I havea new wholesale account . She loves my soap but wants EO's only. I can do that.
But it seems that when I soap with EO's they are harder than FO's. So many FO"s heat up and gel nicely but EO's just don't always turn out as well. Anyone who uses EO's a lot have any tips?
I do a few EO soaps already, she wants to start with 6-7 fragrances asfast as I can have them ready...
thanks!
Becky


----------



## Josie (Oct 26, 2007)

I only soap with EOs. Yup, i would definately say its harder, but I the market I sell to demands it.

Certain EO's really react, but I've never had a problem with the batch heating up and gelling. 

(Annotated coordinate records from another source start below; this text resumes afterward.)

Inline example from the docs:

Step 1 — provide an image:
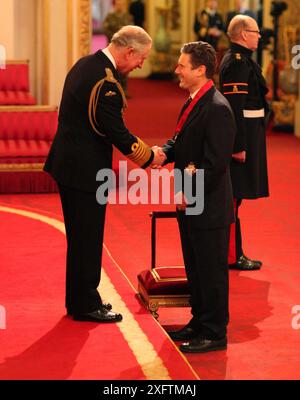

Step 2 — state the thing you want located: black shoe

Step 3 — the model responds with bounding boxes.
[67,303,112,315]
[73,306,123,322]
[242,254,262,267]
[179,336,227,353]
[228,255,262,271]
[168,325,199,340]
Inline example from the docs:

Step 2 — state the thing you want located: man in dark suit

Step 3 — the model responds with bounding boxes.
[220,15,269,271]
[157,42,236,353]
[45,26,164,322]
[226,0,255,31]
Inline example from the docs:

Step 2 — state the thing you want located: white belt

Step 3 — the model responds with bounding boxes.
[243,108,265,118]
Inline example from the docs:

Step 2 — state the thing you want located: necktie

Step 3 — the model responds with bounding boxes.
[178,96,193,120]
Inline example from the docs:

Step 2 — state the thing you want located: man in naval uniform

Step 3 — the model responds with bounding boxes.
[45,26,164,322]
[194,0,224,50]
[220,15,269,270]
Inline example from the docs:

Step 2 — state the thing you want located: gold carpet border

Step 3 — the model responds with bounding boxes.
[103,244,201,380]
[0,206,178,380]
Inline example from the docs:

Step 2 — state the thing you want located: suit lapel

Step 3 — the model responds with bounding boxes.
[179,87,216,135]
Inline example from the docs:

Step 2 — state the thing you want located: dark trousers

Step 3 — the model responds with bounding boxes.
[58,184,106,314]
[177,211,230,339]
[228,199,243,264]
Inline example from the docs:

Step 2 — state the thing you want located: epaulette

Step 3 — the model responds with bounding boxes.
[222,82,248,95]
[88,68,127,136]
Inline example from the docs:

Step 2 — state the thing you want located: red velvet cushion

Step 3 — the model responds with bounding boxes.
[0,90,36,106]
[0,64,29,92]
[138,267,190,295]
[0,139,51,158]
[0,109,57,141]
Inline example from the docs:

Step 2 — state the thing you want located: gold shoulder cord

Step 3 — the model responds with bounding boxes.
[88,68,127,136]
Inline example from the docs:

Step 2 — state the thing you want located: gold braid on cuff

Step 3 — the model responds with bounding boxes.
[88,68,127,136]
[126,137,152,167]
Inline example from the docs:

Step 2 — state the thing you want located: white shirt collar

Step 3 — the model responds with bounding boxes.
[102,47,117,69]
[190,89,200,99]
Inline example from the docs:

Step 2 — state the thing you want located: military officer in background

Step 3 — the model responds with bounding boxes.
[194,0,224,50]
[220,15,269,270]
[45,26,165,322]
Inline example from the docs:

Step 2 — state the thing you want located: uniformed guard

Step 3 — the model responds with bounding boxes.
[194,0,224,50]
[45,26,165,322]
[220,15,269,270]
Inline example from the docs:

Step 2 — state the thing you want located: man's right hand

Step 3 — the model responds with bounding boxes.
[232,151,246,163]
[151,146,167,169]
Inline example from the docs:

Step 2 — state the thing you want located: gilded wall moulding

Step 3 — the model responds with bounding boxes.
[77,0,92,58]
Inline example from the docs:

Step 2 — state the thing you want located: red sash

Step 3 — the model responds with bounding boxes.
[175,80,214,136]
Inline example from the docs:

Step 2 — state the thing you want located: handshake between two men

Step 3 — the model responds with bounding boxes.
[150,146,188,211]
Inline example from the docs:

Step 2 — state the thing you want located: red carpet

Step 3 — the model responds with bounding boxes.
[0,208,196,380]
[0,77,300,380]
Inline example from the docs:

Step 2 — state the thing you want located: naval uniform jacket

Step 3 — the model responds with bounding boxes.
[44,51,153,192]
[220,43,269,199]
[163,86,236,229]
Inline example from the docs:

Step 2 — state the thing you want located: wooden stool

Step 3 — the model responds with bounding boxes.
[138,211,190,318]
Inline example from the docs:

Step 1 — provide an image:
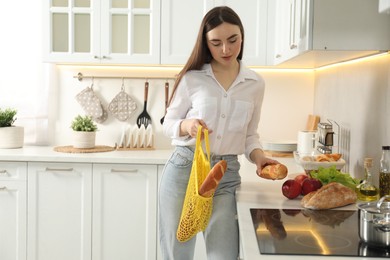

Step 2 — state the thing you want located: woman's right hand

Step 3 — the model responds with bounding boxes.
[180,119,212,138]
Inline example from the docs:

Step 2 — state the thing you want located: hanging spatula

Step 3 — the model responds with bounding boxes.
[160,81,169,124]
[137,81,152,128]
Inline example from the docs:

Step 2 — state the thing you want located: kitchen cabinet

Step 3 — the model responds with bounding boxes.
[27,162,92,260]
[378,0,390,14]
[215,0,269,66]
[0,162,27,260]
[161,0,267,65]
[267,0,390,68]
[161,0,213,65]
[43,0,160,64]
[92,164,157,260]
[267,0,309,64]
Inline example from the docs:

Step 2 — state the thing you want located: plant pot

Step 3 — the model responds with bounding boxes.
[73,131,96,148]
[0,126,24,148]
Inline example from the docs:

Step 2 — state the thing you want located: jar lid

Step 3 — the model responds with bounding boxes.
[357,195,390,214]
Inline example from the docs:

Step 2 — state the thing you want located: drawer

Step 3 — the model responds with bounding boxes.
[0,161,27,181]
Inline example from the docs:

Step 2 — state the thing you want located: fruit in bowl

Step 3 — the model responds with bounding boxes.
[282,179,302,199]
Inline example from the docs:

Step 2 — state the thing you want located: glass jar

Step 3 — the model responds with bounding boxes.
[379,146,390,197]
[357,158,379,201]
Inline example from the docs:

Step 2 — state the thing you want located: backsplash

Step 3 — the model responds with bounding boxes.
[314,55,390,181]
[49,65,314,149]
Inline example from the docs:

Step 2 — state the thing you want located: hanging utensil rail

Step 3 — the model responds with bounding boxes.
[73,72,176,81]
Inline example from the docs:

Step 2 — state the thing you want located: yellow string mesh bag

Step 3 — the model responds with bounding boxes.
[176,127,213,242]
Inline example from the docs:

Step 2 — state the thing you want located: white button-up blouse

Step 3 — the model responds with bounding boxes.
[163,63,265,159]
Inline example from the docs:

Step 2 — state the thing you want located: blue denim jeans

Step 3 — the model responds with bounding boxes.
[159,146,241,260]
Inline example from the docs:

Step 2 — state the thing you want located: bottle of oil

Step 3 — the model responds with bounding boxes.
[379,146,390,197]
[357,158,379,201]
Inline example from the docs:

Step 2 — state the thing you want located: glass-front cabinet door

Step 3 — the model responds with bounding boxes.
[43,0,101,63]
[101,0,160,64]
[44,0,160,64]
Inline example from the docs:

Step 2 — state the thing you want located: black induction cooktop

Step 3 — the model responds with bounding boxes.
[250,208,390,257]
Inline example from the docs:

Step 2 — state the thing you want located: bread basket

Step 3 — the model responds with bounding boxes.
[293,151,345,174]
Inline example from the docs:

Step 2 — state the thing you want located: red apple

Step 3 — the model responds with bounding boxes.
[294,174,309,185]
[301,178,322,195]
[282,179,302,199]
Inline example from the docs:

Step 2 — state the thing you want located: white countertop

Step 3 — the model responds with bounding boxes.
[0,146,172,164]
[0,146,385,260]
[237,161,388,260]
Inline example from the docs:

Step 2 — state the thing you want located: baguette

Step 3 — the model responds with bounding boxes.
[301,182,357,209]
[259,163,288,180]
[199,160,227,198]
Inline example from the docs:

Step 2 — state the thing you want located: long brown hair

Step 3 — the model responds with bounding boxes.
[169,6,244,104]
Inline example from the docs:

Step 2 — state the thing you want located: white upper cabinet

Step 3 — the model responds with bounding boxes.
[161,0,213,65]
[379,0,390,14]
[267,0,309,65]
[161,0,267,65]
[215,0,268,66]
[267,0,390,68]
[44,0,160,64]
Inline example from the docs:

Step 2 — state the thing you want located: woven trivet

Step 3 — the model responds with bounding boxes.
[54,145,115,153]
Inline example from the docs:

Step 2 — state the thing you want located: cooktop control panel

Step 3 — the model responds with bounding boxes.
[250,208,390,257]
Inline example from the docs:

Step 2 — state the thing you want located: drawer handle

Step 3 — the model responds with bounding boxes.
[111,169,138,173]
[45,167,73,172]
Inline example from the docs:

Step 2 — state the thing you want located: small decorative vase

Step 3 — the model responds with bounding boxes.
[0,126,24,148]
[73,131,96,148]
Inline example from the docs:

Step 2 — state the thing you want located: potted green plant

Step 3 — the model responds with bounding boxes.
[71,115,98,148]
[0,108,24,148]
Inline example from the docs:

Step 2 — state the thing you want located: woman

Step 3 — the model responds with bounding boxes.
[159,7,277,260]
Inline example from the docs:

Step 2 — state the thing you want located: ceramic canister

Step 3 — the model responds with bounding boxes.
[297,131,317,154]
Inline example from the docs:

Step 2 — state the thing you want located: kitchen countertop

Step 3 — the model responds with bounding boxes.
[237,161,388,260]
[0,146,385,260]
[0,146,172,164]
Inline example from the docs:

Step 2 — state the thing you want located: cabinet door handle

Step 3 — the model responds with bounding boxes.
[111,169,138,173]
[45,167,73,172]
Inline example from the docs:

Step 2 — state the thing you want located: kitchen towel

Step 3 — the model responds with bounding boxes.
[76,86,108,123]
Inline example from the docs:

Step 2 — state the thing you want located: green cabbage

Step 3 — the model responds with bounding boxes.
[310,166,360,190]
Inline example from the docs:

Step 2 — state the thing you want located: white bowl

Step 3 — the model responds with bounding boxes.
[294,151,345,173]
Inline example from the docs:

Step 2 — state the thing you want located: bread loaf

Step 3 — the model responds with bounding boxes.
[259,163,288,180]
[199,160,227,198]
[301,182,357,209]
[316,153,341,162]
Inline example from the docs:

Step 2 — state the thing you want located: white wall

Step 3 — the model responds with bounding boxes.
[49,65,314,149]
[314,55,390,183]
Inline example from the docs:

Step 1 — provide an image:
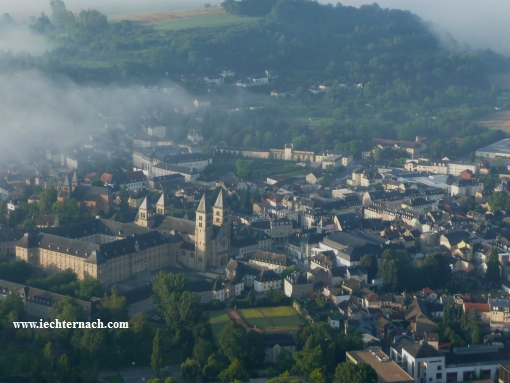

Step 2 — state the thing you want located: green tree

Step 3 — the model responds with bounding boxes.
[245,330,266,369]
[219,322,248,362]
[98,286,128,322]
[381,250,413,292]
[181,358,200,383]
[333,362,379,383]
[487,192,510,211]
[485,247,501,282]
[359,254,379,281]
[235,159,250,178]
[151,328,164,377]
[193,339,216,368]
[419,253,452,288]
[218,358,248,383]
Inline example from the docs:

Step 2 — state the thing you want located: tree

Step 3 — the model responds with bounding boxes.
[203,354,227,379]
[181,358,200,383]
[193,338,216,368]
[119,185,129,222]
[151,328,163,377]
[218,358,248,383]
[152,271,189,312]
[98,286,128,322]
[419,253,452,288]
[485,247,501,282]
[219,322,248,362]
[333,362,379,383]
[487,192,510,211]
[381,250,413,292]
[359,254,379,281]
[75,278,104,300]
[90,178,104,187]
[246,330,266,369]
[235,159,250,178]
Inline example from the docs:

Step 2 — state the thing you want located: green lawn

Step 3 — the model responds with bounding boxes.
[207,310,230,323]
[271,317,304,328]
[237,309,264,319]
[153,13,260,31]
[262,306,294,317]
[211,322,229,334]
[103,375,124,383]
[247,318,274,330]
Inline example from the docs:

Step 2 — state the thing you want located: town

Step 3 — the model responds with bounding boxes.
[0,0,510,383]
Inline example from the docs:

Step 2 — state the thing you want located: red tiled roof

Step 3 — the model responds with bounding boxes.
[464,303,490,314]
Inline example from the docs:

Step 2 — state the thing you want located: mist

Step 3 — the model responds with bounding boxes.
[0,72,192,163]
[319,0,510,56]
[0,0,510,56]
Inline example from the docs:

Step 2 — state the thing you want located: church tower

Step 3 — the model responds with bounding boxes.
[212,189,230,267]
[195,193,213,271]
[135,197,152,227]
[71,172,79,191]
[156,193,165,215]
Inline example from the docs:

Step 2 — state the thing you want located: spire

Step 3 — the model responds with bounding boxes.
[197,193,207,213]
[214,189,227,209]
[139,197,149,210]
[156,193,165,207]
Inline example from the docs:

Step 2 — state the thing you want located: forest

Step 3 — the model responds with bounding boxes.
[0,0,509,158]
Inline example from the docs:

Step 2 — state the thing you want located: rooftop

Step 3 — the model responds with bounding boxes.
[346,350,414,383]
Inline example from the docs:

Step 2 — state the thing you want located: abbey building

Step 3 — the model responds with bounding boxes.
[16,191,230,284]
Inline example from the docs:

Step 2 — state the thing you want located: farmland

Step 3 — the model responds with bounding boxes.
[110,7,258,31]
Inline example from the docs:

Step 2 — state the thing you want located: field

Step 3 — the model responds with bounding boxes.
[208,306,305,335]
[477,110,510,133]
[237,306,305,331]
[207,311,230,334]
[110,7,258,31]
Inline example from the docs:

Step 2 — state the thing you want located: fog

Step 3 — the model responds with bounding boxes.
[0,0,510,55]
[0,72,192,163]
[319,0,510,56]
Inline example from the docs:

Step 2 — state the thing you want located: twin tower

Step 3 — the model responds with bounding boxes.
[135,189,230,271]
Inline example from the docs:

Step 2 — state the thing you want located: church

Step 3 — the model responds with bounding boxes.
[134,189,230,271]
[16,190,230,285]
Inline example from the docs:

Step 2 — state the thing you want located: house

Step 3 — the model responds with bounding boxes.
[248,250,291,274]
[489,299,510,332]
[462,302,491,324]
[253,270,282,293]
[262,333,296,363]
[345,348,415,383]
[390,335,510,383]
[283,272,313,298]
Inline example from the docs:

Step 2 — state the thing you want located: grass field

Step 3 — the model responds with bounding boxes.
[110,7,259,31]
[477,110,510,133]
[154,13,259,31]
[207,310,230,334]
[103,375,124,383]
[237,309,264,319]
[237,306,305,330]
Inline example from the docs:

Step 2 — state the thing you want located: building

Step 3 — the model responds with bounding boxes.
[262,333,296,363]
[0,280,97,319]
[283,273,313,298]
[248,250,291,274]
[16,191,230,285]
[270,144,315,162]
[475,138,510,158]
[345,350,415,383]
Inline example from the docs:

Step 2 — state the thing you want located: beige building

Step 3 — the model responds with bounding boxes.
[16,192,230,284]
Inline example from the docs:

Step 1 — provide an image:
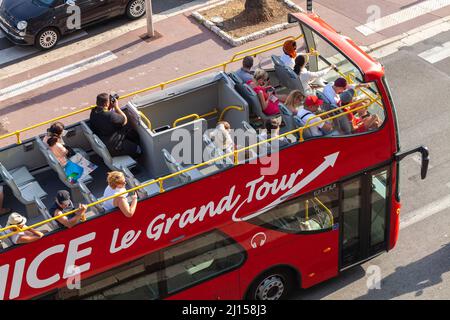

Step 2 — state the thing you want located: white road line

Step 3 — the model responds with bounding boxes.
[356,0,450,36]
[419,42,450,63]
[0,0,221,80]
[400,195,450,229]
[0,31,87,65]
[369,15,450,59]
[0,51,117,101]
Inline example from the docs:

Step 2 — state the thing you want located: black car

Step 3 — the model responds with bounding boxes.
[0,0,145,50]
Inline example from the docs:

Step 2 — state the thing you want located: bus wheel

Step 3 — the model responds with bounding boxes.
[126,0,145,20]
[247,269,295,300]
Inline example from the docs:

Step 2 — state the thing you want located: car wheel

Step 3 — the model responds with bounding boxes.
[246,269,295,300]
[126,0,145,20]
[35,28,61,50]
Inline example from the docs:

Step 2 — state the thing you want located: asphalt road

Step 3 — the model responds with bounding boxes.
[293,32,450,299]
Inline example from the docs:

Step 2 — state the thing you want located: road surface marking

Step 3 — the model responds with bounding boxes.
[368,15,450,59]
[0,31,87,65]
[0,0,221,80]
[400,195,450,229]
[356,0,450,36]
[419,41,450,63]
[0,51,117,101]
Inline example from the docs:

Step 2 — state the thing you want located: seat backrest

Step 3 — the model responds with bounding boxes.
[35,198,60,230]
[316,91,352,134]
[162,149,191,183]
[294,115,313,139]
[279,103,295,132]
[78,181,105,213]
[228,72,244,84]
[81,121,115,170]
[0,225,14,249]
[0,162,29,204]
[272,55,305,94]
[35,137,74,188]
[236,83,271,120]
[203,134,233,168]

Did she give you a list of scents she wants you to do?


----------



## Becky-DixieDoesAlpines (Oct 26, 2007)

I already do Lavender, and LemongrassSage all EO's, plus one I do with oats, honey and cassia EO.This one is tricky though, it does not always come out consistently.
Also doing Rosemary herbal blend, plain peppermint, and a citrus blend I think.....maybe clove.
Thanks,
Becky


----------



## Josie (Oct 26, 2007)

oh ok, lavender and lemongrass sounds nice. 

I do a clove and oatmeal that has been wildly popular for some reason. Started making it two years ago per a request and it "stuck". 

I've never been able to do citrus successfully. The closest I get is a "Lemon Poppyseed" that i use a blend of EOs and a lot of litsea.


----------



## Becky-DixieDoesAlpines (Oct 26, 2007)

Actaully meant that to read plain Lavender and then a LemongrassSage bar.
Actaully I do want to try Lavender Orange, have heard that is nice!
Becky


----------



## Kalne (Oct 25, 2007)

I use spearmint eucalyptus in my salt bars and everyone love the scent. So much so I think I may try it in my regular GM bars.

I'm trying to use more EOs and only keep a select few FOs so I'm interested in what others have to say on this as well.


----------



## NubianSoaps.com (Oct 26, 2007)

Yes Eucalyptus for sure, it's freaky popular, so much so that I make a bar and use it in my loofa foot scrubbies. 4 parts eucalyptus, 2 parts lemongrass, 1 part peppermint and 1 part tea tree, and you can use any or all, I add about 1/2 part patch to seat it. Lillian mixes orange, clove and cinnamon for me it's to die for! I also color my peppermint soap green, then use it in chunks in my lavander mint soap. I also don't do many citrus in EO's other than orange because I can't reproduce it over and over and over  Vicki


----------